There are limitations to the study. There were baseline differences between the patients before and after the switch in the test hospitals, which the investigators adjusted for, but a propensity analysis was not performed. Also, only troponin T was studied, so the results may not be applicable to troponin I. In addition, patients with end-stage renal disease on hemodialysis were excluded. It is well known that troponin T levels are higher in such patients, which adds complexity to the use of the three-hour protocol, were it to be used more widely. Finally, there are no outcome data, so we don’t know if the three-hour protocol resulted in better care.

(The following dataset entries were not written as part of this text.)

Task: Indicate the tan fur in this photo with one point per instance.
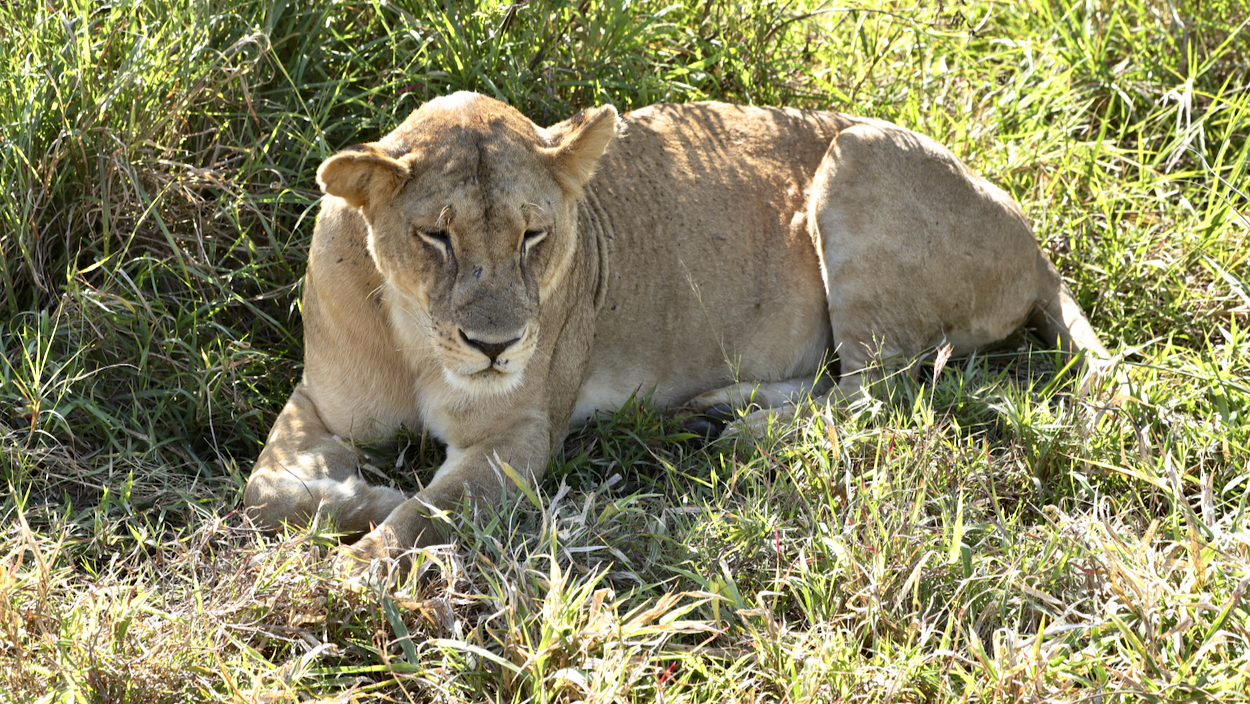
(493, 281)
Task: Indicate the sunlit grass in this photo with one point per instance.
(980, 533)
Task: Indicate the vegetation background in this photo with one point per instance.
(985, 533)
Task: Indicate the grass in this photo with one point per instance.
(984, 534)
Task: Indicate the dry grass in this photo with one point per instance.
(980, 533)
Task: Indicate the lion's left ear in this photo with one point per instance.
(579, 143)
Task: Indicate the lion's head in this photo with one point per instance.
(471, 221)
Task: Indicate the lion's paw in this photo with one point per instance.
(378, 558)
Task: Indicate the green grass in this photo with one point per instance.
(986, 534)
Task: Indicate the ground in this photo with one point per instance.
(984, 532)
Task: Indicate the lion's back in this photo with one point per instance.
(711, 271)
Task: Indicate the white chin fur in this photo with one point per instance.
(485, 383)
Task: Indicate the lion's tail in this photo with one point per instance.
(1058, 318)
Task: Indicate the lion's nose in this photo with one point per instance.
(490, 349)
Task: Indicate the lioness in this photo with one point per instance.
(493, 281)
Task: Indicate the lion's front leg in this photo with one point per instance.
(305, 470)
(475, 472)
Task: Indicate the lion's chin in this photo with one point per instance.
(489, 382)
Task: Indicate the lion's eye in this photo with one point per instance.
(530, 239)
(438, 239)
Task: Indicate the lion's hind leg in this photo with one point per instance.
(918, 251)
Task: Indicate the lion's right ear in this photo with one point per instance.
(363, 175)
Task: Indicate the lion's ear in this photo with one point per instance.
(579, 143)
(363, 175)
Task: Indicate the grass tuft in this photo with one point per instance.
(985, 532)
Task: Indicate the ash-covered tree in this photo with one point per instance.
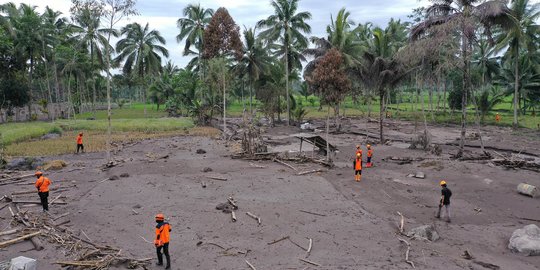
(331, 79)
(222, 40)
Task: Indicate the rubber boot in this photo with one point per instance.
(168, 261)
(160, 259)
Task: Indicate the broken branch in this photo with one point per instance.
(310, 262)
(258, 219)
(279, 240)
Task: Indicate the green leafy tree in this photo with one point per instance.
(287, 26)
(141, 52)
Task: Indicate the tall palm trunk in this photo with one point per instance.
(30, 92)
(287, 83)
(466, 82)
(381, 113)
(516, 88)
(224, 106)
(93, 80)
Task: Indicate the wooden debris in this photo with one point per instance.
(296, 244)
(256, 166)
(310, 262)
(61, 216)
(37, 243)
(313, 213)
(251, 265)
(233, 216)
(487, 265)
(18, 239)
(407, 252)
(278, 240)
(309, 247)
(401, 223)
(217, 178)
(285, 164)
(258, 219)
(8, 232)
(308, 172)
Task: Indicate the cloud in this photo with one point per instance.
(162, 14)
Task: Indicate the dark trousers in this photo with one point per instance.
(44, 197)
(165, 248)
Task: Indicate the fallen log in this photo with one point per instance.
(407, 252)
(284, 164)
(310, 262)
(217, 178)
(313, 213)
(258, 219)
(37, 243)
(309, 247)
(8, 232)
(36, 202)
(251, 265)
(278, 240)
(18, 239)
(308, 172)
(16, 177)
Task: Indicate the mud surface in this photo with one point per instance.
(356, 225)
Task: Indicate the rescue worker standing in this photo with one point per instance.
(370, 155)
(42, 185)
(445, 201)
(358, 151)
(162, 240)
(357, 165)
(79, 143)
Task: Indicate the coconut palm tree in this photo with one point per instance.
(287, 26)
(254, 62)
(463, 17)
(522, 36)
(192, 30)
(89, 35)
(22, 24)
(140, 51)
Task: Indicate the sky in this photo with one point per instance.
(163, 14)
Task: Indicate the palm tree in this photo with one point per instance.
(255, 61)
(287, 26)
(140, 51)
(192, 30)
(91, 37)
(464, 17)
(521, 37)
(22, 24)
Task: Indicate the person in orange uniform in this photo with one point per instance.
(162, 240)
(42, 185)
(370, 155)
(357, 165)
(358, 151)
(79, 143)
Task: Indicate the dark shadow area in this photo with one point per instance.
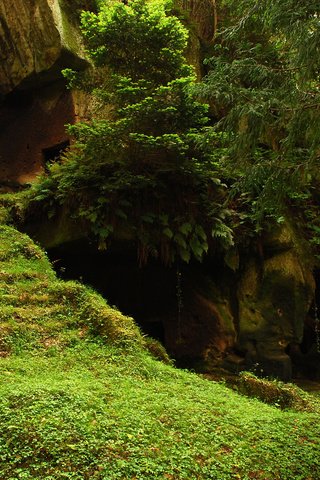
(53, 153)
(146, 293)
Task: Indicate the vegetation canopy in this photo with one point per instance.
(263, 85)
(144, 169)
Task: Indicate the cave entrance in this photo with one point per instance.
(148, 293)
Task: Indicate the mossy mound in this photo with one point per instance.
(81, 398)
(275, 392)
(38, 311)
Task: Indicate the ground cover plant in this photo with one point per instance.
(81, 397)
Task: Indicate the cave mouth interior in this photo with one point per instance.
(146, 293)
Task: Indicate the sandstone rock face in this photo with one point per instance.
(274, 296)
(38, 38)
(203, 331)
(35, 40)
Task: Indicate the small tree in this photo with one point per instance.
(146, 169)
(263, 83)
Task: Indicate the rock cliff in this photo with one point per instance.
(253, 316)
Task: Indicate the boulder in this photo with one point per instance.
(37, 40)
(274, 295)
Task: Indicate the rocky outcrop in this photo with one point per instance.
(38, 38)
(36, 41)
(275, 294)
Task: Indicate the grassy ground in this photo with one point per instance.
(81, 397)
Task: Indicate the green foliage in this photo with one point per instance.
(263, 85)
(39, 312)
(81, 398)
(275, 392)
(146, 171)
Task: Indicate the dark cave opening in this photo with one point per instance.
(146, 293)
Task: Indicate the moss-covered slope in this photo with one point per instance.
(81, 398)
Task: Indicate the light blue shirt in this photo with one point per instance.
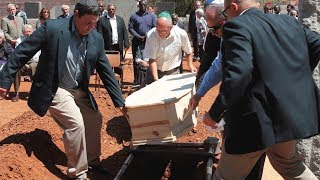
(213, 76)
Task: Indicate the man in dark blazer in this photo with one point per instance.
(70, 52)
(110, 23)
(267, 96)
(192, 29)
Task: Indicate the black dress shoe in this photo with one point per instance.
(99, 168)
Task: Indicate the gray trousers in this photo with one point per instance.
(282, 157)
(81, 125)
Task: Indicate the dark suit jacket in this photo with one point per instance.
(104, 28)
(192, 27)
(53, 39)
(267, 89)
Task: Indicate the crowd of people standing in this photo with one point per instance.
(229, 38)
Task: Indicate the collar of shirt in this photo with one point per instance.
(73, 30)
(114, 17)
(243, 11)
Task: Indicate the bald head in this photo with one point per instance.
(164, 26)
(164, 22)
(235, 8)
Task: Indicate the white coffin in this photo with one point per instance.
(159, 112)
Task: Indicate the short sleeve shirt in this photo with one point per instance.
(167, 52)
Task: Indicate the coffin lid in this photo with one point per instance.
(167, 89)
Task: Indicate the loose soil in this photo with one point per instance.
(31, 147)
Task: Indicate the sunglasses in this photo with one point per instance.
(224, 12)
(216, 27)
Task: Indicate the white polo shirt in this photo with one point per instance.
(167, 52)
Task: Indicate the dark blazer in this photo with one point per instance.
(104, 28)
(53, 39)
(267, 89)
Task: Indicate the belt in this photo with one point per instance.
(169, 71)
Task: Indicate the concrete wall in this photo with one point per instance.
(309, 149)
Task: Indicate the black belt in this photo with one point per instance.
(169, 71)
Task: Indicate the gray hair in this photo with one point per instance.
(27, 26)
(214, 11)
(199, 11)
(65, 6)
(167, 20)
(11, 5)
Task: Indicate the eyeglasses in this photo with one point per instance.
(224, 12)
(216, 27)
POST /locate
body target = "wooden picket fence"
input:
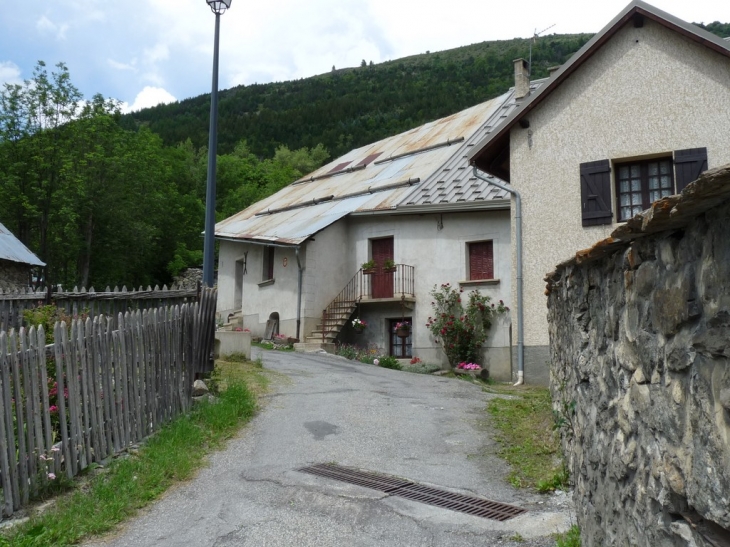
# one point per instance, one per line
(109, 302)
(116, 383)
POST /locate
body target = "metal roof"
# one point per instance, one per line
(13, 250)
(455, 182)
(477, 155)
(386, 176)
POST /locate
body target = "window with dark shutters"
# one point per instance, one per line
(595, 193)
(268, 261)
(688, 165)
(481, 260)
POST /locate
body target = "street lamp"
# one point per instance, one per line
(218, 7)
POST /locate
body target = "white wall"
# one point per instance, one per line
(436, 245)
(259, 300)
(647, 91)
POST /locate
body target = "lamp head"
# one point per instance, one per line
(219, 6)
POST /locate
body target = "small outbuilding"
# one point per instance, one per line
(16, 262)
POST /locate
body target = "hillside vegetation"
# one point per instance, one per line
(111, 199)
(348, 108)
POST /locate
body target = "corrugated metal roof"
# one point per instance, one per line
(343, 186)
(12, 249)
(454, 182)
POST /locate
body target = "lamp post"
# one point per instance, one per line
(218, 7)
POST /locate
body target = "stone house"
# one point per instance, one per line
(410, 199)
(16, 262)
(635, 115)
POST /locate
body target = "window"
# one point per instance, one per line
(481, 260)
(639, 184)
(636, 184)
(268, 272)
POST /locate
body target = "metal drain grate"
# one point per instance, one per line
(383, 483)
(394, 486)
(458, 502)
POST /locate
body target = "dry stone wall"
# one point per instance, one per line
(640, 373)
(13, 276)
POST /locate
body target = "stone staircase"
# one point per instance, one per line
(338, 314)
(334, 317)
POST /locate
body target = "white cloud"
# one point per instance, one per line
(122, 66)
(9, 73)
(149, 96)
(44, 24)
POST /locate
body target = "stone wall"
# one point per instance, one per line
(640, 373)
(13, 275)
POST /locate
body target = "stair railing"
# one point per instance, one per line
(350, 294)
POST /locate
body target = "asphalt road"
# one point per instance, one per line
(325, 409)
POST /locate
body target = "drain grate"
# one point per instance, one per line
(383, 483)
(394, 486)
(478, 507)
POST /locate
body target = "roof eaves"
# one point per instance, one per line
(559, 76)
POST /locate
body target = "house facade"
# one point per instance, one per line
(292, 263)
(16, 261)
(639, 112)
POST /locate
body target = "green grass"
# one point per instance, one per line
(528, 440)
(272, 346)
(571, 538)
(174, 454)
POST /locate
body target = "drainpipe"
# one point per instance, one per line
(299, 292)
(518, 238)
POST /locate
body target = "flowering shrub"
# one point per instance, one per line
(461, 331)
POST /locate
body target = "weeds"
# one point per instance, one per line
(571, 538)
(389, 362)
(529, 443)
(172, 455)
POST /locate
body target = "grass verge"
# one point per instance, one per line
(172, 455)
(528, 440)
(571, 538)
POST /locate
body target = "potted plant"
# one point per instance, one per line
(402, 329)
(368, 267)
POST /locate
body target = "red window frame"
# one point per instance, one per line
(481, 260)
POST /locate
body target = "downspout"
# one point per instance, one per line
(518, 238)
(299, 292)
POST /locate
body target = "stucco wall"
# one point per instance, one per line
(259, 301)
(647, 91)
(436, 245)
(13, 275)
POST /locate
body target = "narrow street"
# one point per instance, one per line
(324, 409)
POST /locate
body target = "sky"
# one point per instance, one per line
(146, 52)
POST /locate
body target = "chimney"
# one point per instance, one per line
(522, 79)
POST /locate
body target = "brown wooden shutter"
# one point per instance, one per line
(688, 165)
(481, 260)
(595, 193)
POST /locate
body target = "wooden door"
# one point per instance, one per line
(400, 347)
(382, 250)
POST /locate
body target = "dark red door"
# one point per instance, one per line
(382, 250)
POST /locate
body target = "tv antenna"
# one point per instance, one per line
(532, 41)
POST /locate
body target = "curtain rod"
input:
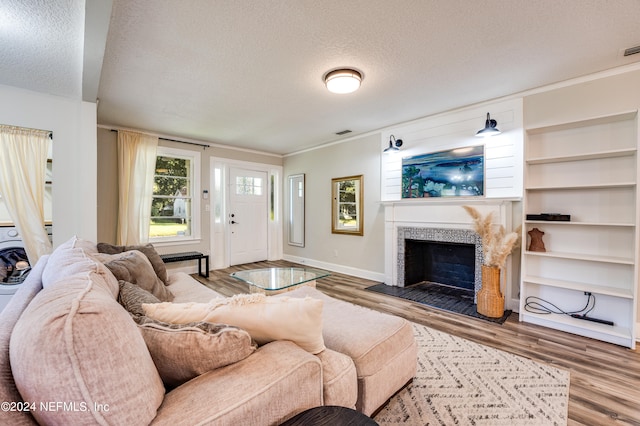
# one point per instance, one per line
(175, 140)
(31, 128)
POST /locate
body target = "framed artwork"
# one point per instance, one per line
(453, 173)
(346, 205)
(296, 210)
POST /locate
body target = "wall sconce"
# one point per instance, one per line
(489, 128)
(394, 144)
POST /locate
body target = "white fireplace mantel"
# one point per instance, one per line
(444, 214)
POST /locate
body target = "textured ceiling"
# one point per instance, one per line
(249, 73)
(41, 45)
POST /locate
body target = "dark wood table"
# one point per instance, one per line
(330, 416)
(189, 255)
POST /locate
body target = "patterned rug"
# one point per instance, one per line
(460, 382)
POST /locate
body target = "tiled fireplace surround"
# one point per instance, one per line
(438, 221)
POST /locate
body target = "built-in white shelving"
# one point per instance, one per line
(587, 169)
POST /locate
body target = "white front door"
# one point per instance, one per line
(248, 216)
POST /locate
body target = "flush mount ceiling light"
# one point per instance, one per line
(394, 144)
(343, 80)
(489, 128)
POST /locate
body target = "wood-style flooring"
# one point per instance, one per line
(605, 378)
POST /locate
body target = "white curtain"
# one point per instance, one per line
(23, 163)
(136, 168)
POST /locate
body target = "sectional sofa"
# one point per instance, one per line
(79, 345)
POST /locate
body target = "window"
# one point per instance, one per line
(175, 204)
(247, 185)
(347, 205)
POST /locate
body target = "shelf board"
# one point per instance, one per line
(578, 286)
(581, 157)
(581, 256)
(591, 121)
(569, 223)
(614, 334)
(582, 186)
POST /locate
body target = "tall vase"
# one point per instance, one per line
(490, 299)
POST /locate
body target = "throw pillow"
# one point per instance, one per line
(148, 250)
(131, 297)
(134, 267)
(265, 318)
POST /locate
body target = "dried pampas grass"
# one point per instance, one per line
(496, 244)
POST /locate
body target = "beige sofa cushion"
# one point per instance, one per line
(184, 351)
(75, 256)
(8, 318)
(148, 250)
(75, 344)
(265, 318)
(275, 383)
(134, 267)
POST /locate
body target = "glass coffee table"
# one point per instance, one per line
(271, 281)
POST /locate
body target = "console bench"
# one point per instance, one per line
(189, 255)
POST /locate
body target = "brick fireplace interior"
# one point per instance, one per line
(445, 263)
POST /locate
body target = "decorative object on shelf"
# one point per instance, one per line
(496, 246)
(551, 217)
(456, 172)
(536, 240)
(343, 81)
(394, 144)
(490, 128)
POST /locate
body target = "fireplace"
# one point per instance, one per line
(446, 263)
(444, 256)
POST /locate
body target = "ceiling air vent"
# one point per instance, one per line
(632, 51)
(344, 132)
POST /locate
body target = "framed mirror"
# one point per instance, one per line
(346, 205)
(296, 210)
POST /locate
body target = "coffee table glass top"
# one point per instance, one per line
(271, 279)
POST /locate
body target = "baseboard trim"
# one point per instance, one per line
(347, 270)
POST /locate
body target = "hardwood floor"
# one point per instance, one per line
(605, 378)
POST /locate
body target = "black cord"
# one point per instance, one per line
(537, 305)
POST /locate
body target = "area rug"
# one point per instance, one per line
(448, 298)
(460, 382)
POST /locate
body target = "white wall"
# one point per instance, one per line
(73, 124)
(356, 255)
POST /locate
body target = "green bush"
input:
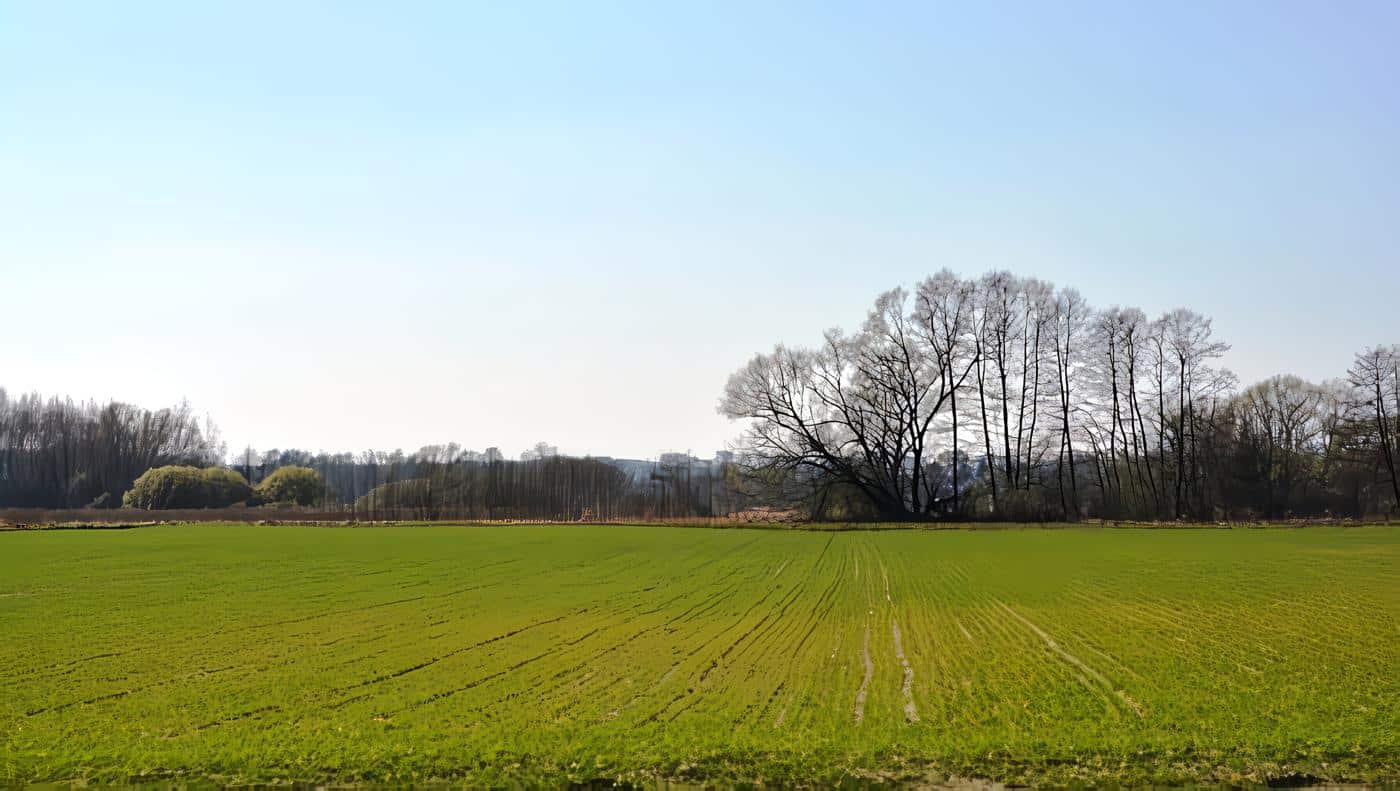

The most recent European Society of Cardiology guidelines recommend a one-hour retest protocol with high-sensitivity troponin, which wasn’t tested in this study, but there are other data supporting its use. The expected changes in high-sensitivity troponin over one hour usually will be less than that seen with three- or six-hour retest protocols, raising the concern that specificity will be less due to the difficulty in interpreting small rises in troponin. If this is the case, the one-hour protocol could increase angiography and other costs. Clearly, the barriers to high-sensitivity troponin testing are falling, and I would anticipate adoption of these tests in the United States in the near future. In appropriate patients where non-ST elevation acute MI is highly likely clinically, these tests could increase the rapidity of diagnosis and appropriate treatment. However, we know from our experience with fourth-generation troponin testing that the test will be applied widely to largely inappropriate patients, worsening the current troponimania we are dealing with now.